Jesse Hughes (c. 1750 – c. 1829) was a frontiersman, hunter, and scout who was an early settler in the western region of Virginia that became West Virginia and Kentucky. Hughes was noted for his hatred of Native Americans, and is said to have killed many in battle, and murdered several others. "He was as savage as a wolf, and he liked to kill an Indian better than to eat his dinner", said the wife of one of his descendants in 1902.

McWhorter alleges a variety of familial relationships, but without primary evidence, asserting that his father was Thomas Hughes (who died April 1778) and Jesse had a younger brother named Thomas (born 1769). Jesse himself was born about 1750 (rather than 1768). Hughes married Grace Tanner in 1771. They had two daughters, Martha and Massie (who married Uriah Gandee, son of Uriah Gandee Sr. and Suzanne Teter; Massie and Uriah's daughter Sarah Gandee married Charles Droddy). They also had a son named James Stanley.

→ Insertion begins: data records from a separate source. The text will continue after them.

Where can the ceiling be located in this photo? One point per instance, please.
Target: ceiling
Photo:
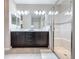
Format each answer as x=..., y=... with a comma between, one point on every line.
x=36, y=1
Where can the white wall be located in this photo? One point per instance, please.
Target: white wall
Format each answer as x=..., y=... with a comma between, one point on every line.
x=9, y=7
x=26, y=21
x=6, y=26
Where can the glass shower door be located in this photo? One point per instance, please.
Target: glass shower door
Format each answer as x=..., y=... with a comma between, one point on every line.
x=62, y=40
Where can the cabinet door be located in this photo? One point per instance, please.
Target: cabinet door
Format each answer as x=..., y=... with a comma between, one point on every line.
x=28, y=39
x=41, y=39
x=20, y=39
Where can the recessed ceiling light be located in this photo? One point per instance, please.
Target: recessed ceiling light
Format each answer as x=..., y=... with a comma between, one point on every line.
x=43, y=12
x=19, y=12
x=22, y=12
x=26, y=12
x=68, y=13
x=40, y=12
x=50, y=13
x=56, y=12
x=36, y=12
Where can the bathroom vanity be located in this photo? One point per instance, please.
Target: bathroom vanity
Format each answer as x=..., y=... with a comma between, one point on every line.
x=29, y=39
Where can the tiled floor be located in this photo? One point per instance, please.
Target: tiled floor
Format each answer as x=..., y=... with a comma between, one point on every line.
x=30, y=53
x=63, y=53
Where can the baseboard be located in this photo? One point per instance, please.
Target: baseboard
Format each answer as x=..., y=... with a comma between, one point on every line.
x=7, y=49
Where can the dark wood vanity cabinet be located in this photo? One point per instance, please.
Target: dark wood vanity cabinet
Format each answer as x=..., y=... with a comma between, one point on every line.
x=29, y=39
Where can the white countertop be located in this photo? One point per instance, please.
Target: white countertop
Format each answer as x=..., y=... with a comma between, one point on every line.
x=28, y=30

Jesse and his family lived in a cabin on Hacker's Creek, near a stream that is now known as "Jesse's Run", located in present-day Lewis County, West Virginia See McWhorter's Chapter 23, "Genealogy of the Hughes Family" for more names.

Hughes is believed to have been one of the first American colonists to explore the Hughes River in West Virginia. It may have been named for him, or for others of the same surname residing in the area during roughly the same time period.